Editor: You have recently returned from Kosovo, where you addressed lawyers, judges and government officials on the role of the legal profession in preventing corruption. For starters, what prompted your trip to Kosovo?
Greco: My latest trip to Kosovo, in June of this year, was the third since 2004. The first two were as President-Elect and President of the American Bar Association. On those trips, and on this one, I met with leaders of the Kosovo government, judges and bar leaders, and addressed judicial and bar associations as a director of the ABA Rule of Law Initiative board. This trip was at the invitation of the Kosovo Chamber of Advocates (the national bar association), and the Kosovo Judicial Institute (the national judges association). I addressed issues of legal education reform and corruption in the Kosovo justice system. I have a long standing personal interest in helping developing democracies advance the rule of law to create stable, transparent and corruption-free justice systems.

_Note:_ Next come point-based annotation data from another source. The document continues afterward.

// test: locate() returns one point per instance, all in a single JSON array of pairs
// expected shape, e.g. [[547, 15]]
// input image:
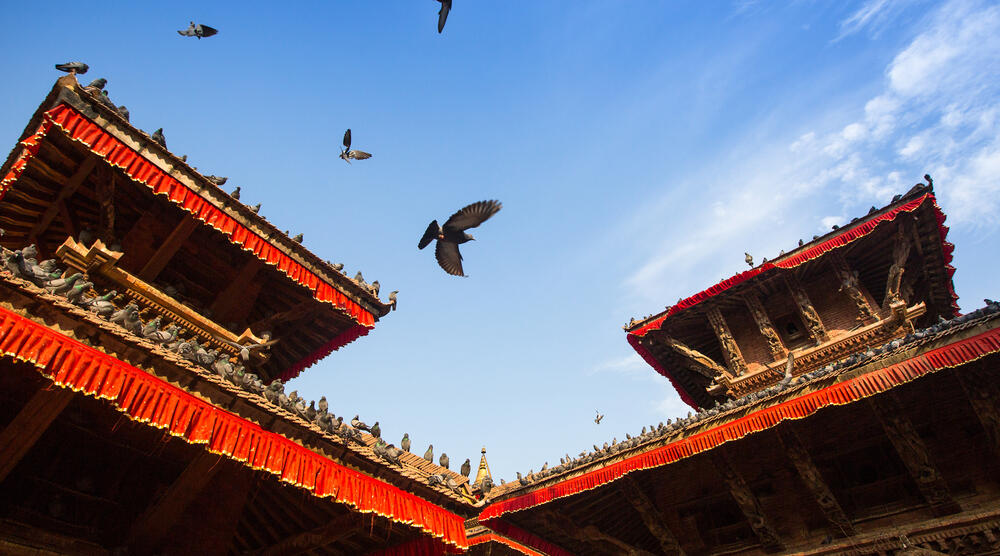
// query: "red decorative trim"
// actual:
[[148, 399], [848, 236], [525, 538], [869, 384]]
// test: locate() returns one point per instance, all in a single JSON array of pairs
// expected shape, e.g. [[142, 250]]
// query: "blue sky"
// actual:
[[639, 149]]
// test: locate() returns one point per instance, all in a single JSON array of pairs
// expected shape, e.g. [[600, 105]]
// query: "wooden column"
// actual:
[[650, 516], [766, 327], [913, 452], [811, 477], [67, 191], [29, 424], [150, 527], [806, 310], [747, 502], [730, 350]]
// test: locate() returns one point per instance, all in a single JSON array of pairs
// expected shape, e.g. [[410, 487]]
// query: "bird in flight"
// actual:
[[453, 233], [347, 154], [443, 14], [198, 30]]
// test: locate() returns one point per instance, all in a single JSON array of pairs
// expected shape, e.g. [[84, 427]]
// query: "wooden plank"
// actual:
[[29, 424], [75, 181], [149, 528], [170, 246]]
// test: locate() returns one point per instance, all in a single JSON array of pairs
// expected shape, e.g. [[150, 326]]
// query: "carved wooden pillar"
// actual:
[[806, 310], [650, 516], [766, 327], [913, 452], [810, 475], [850, 285], [747, 502], [730, 350]]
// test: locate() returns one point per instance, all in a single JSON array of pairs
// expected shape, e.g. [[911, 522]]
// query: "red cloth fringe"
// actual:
[[869, 384], [148, 399], [849, 236]]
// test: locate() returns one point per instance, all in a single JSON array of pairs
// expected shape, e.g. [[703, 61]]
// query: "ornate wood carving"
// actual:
[[730, 350], [810, 475], [747, 502], [806, 310], [766, 327], [650, 516], [850, 285], [913, 452], [29, 424]]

Editor: Prior to the breakup of Yugoslavia, Kosovo was a region of Serbia. Was there Albanian representation on the bench and at the bar, or were they predominately Serbian?
Greco: Until 1989 Kosovo functioned as an autonomous province of Yugoslavia. There was Albanian representation in the bar and on the bench. Kosovo did not have a law school until 1969, however. Prior to 1969 persons obtained their legal education in other states of Yugoslavia, and the language of instruction was not Albanian.

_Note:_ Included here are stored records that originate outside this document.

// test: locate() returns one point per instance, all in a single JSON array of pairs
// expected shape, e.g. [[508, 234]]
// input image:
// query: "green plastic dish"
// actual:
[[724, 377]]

The situation worsened after 1989. Kosovo's autonomy was severely restricted by Serbian President Slobodan Milosevic. The central government controlled the police, courts and civil defense, and Kosovar Albanian judges and prosecutors were dismissed. Ethnic Albanian lawyers already registered with the bar were permitted to continue to practice, but those of Albanian origin were banned from the "official" new law school in Pristina, and those who had graduated and were qualified to take the bar examination were prohibited from doing so.
Editor: It's been almost ten years since Kosovo achieved de facto if not de jure independence. What has occurred with respect to the legal profession over this period?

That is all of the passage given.